Glabridin attenuates antiadipogenic activity induced by 2,3,7,8‐tetrachlorodibenzo‐p‐dioxin in murine 3T3‐L1 adipocytes

• Published in: Journal of applied toxicology Vol. 38; no. 11; pp. 1426 - 1436
• Main Authors: Choi, Eun Mi, Suh, Kwang Sik, Jung, Woon‐Won, Park, So Young, Chin, Sang Ouk, Rhee, Sang Youl, Kim Pak, Youngmi, Chon, Suk
• Format: Journal Article
• Language: English
• Published: England Wiley Subscription Services, Inc 01.11.2018
• Subjects: 2,3,7,8‐tetrachlorodibenzo‐p‐dioxin; 3T3‐L1 adipocyte; Accumulation; Adipocytes; Adipogenesis; Adipose tissue; Bioaccumulation; Calcium; Calcium (intracellular); CCAAT/enhancer-binding protein; Cell culture; Diabetes mellitus; differentiation; Dioxins; Energy metabolism; Gene expression; glabridin; Glucose; Glucose transporter; Glycolysis; Homeostasis; Insulin; Insulin receptor substrate 1; Insulin resistance; Lipase; Lipoprotein lipase; Metabolism; Mitochondria; Phospholipase; Phospholipase A2; Pretreatment; Prostaglandin E2; Prostaglandin endoperoxide synthase; Proteins; Substrates; TCDD; Transcription factors; glabridin; differentiation; prostaglandin E2; 2,3,7,8-tetrachlorodibenzo-p-dioxin; 3T3-L1 adipocyte
• ISSN: 0260-437X; 1099-1263
• DOI: 10.1002/jat.3664

2,3,7,8‐Tetrachlorodibenzo‐p‐dioxin (TCDD) has various toxicological effects in adipose tissue. Evidence is accumulating that glabridin, a flavonoid extracted from licorice, has beneficial effects on the regulation of glucose homeostasis. In this study, we investigated whether glabridin suppresses TCDD‐induced loss of adipogenic action using 3T3‐L1 adipocytes as a cell culture model of wasting syndrome. Glabridin effectively suppressed TCDD‐induced loss of lipid accumulation in this model. Pretreating cells with glabridin increased the gene expression of not only the adipogenesis‐associated key transcription factors peroxisome proliferator‐activated receptor gamma (PPARγ) and CCAAT/enhancer binding protein alpha, but also lipoprotein lipase in the presence of TCDD. TCDD decreased insulin‐stimulated glucose uptake, which was effectively restored by pretreatment with glabridin. Glabridin also inhibited the TCDD‐driven decreased production of insulin receptor substrate 1 and glucose transporter 4. TCDD increased the production of mitochondrial superoxides, prostaglandin E2, phospholipase A2, cyclooxygenase‐1 and intracellular calcium concentrations, while reducing the production of PPARγ coactivator 1 alpha and glycolysis. However, glabridin treatment reduced these TCDD‐induced effects.
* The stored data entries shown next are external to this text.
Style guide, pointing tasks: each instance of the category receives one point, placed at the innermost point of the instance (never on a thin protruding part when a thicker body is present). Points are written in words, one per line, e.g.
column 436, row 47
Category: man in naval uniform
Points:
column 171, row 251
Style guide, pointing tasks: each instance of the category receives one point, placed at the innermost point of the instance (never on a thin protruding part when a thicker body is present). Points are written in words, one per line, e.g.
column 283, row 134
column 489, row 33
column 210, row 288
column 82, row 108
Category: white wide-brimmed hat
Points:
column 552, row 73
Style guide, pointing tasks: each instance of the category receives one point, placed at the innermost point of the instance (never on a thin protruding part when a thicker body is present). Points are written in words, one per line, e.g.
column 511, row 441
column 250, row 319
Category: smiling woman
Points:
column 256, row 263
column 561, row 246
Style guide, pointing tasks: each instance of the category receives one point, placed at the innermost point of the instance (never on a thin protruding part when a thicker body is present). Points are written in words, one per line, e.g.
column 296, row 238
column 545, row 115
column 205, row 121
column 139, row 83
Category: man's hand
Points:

We conclude that glabridin suppresses the TCDD‐induced loss of lipid accumulation in 3T3‐L1 adipocytes by regulating the levels of PPARγ, CCAAT/enhancer binding protein alpha, lipoprotein lipase, glucose uptake, prostaglandin E2 and energy metabolism. These results also provide in vitro evidence of the effects of glabridin on adipocyte metabolism, which suggests a protective effect against dioxin exposure in the development of insulin resistance and diabetes. Glabridin suppresses the TCDD‐induced loss of lipid accumulation in 3T3‐L1 adipocytes by regulating the levels of PPARγ, CCAAT/enhancer binding protein alpha, lipoprotein lipase, glucose uptake, prostaglandin E2 and energy metabolism. These results provide in vitro evidence of the effects of glabridin on adipocyte metabolism, which suggests a protective effect against TCDD exposure in the development of insulin resistance and diabetes.